Workshops


Below is a preliminary list of technical workshops that will be offered during the GC Digital Humanities Research Institute. Workshops build on each other such that successive workshops use skills developed in earlier ones. All participants attend workshops on core skills, then choose which skills they wish to develop further through advanced workshops. Workshop descriptions are subject to small changes before June.
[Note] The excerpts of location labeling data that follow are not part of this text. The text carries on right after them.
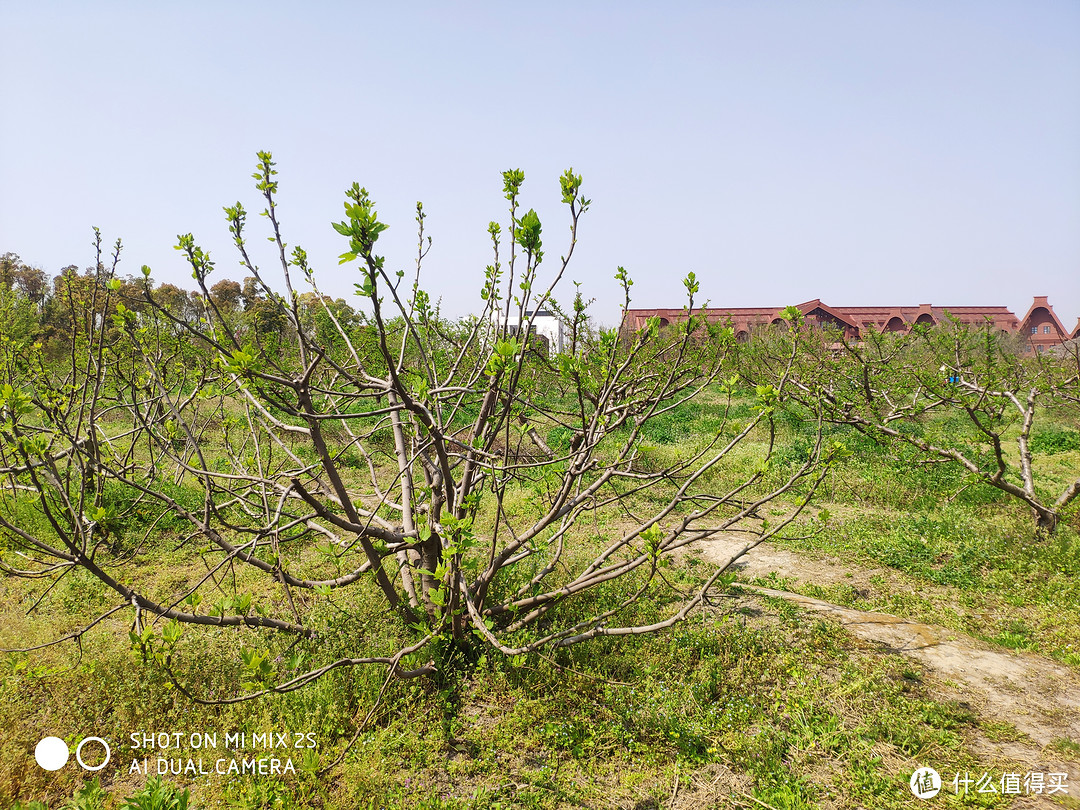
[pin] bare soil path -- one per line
(1039, 697)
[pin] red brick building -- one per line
(1040, 323)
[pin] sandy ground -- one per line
(1041, 698)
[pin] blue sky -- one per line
(862, 152)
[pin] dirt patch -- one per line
(1039, 697)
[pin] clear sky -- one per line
(865, 152)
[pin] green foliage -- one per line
(158, 795)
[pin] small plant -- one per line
(158, 795)
(89, 797)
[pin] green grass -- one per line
(747, 699)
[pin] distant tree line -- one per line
(51, 310)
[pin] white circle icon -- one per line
(108, 754)
(51, 753)
(926, 783)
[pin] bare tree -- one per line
(891, 386)
(449, 468)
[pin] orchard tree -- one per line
(895, 388)
(455, 480)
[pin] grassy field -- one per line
(751, 703)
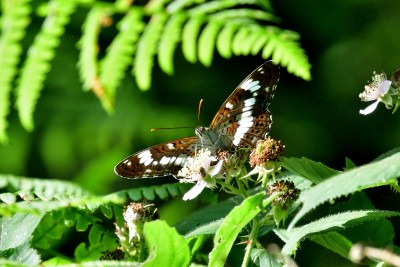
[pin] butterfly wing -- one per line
(244, 117)
(161, 160)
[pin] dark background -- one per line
(346, 41)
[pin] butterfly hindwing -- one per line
(244, 116)
(161, 160)
(241, 121)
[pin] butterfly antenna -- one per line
(172, 128)
(198, 111)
Command Line details repo schedule
Git details repo schedule
Python details repo schedule
Databases details repo schedule
Text Analysis details repo schedule
Mapping details repo schedule
Quantitative Analysis details repo schedule
HTML and CSS details repo schedule
Twitter API details repo schedule
Digital Ethics details repo schedule

Command Line

Introduction to the UNIX command line. Topics covered will include navigating the filesystem, manipulating the environment, executing useful commands, and using pipes to communicate between programs. This session will teach you how to communicate directly with your computer’s operating system using a text-based interface and is a useful first step in learning many other technical skills.

Git

Git is a tool for managing changes to a set of files. It allows users to access open source repositories, recover earlier versions of a project, and collaborate with other contributors. This session will be beneficial to anyone working with data, code, or text.

Python

Python is a programming language that can be used for a wide range of tasks, including collecting and analyzing data in a variety of formats, building web applications, and much more. It is likely the most popular language for academic researchers because of its flexibility and adaptability.

Databases

Databases are invaluable tools for organization and are better than a spreadsheet for working with multiple data sets, asking questions, and adding structure to your data. SQL is a programming language for working with databases. This workshop will introduce you to the basics of SQL, and will include hands-on practice creating databases and tables, importing data, and querying the database.

Text Analysis

This session will introduce text analysis and text classification in Python using The Natural Language Toolkit (NLTK) library and scikit-learn. Through attending this session, you will learn how to use Python to analyze large amounts of text (i.e., literary works, social media corpora, etc.) to find word frequencies, collocations, and learn the basics of text classification with machine learning. This session is designed for researchers who work with various forms of text-based data.

Mapping

This session introduces simple yet powerful ways of displaying spatial information through CartoDB and QGIS. This session will be of particular interest both to researchers working with spatial information as well as anyone interested in storytelling with maps.

Quantitative Analysis

This session will introduce data aggregation and preprocessing, dimension reduction, and supervised and unsupervised machine learning using the Python numpy and sklearn machine learning libraries. This session is aimed towards researchers who want to find patterns in their data or use their data to predict a phenomena.

HTML and CSS

Modern web pages are created using HTML to control content, CSS to control appearance, and JavaScript to dictate behavior. This session will be helpful for anyone that wants to build on the web.

Twitter API

This session will cover the basics of accessing data via the Twitter API. including specific challenges that arise when working with large, text-based data sets. This session will be beneficial for anyone who wants to collect data from Twitter or other social networks.

Digital Ethics

A discussion of digital ethics with an emphasis on social justice, transparency, and accessibility.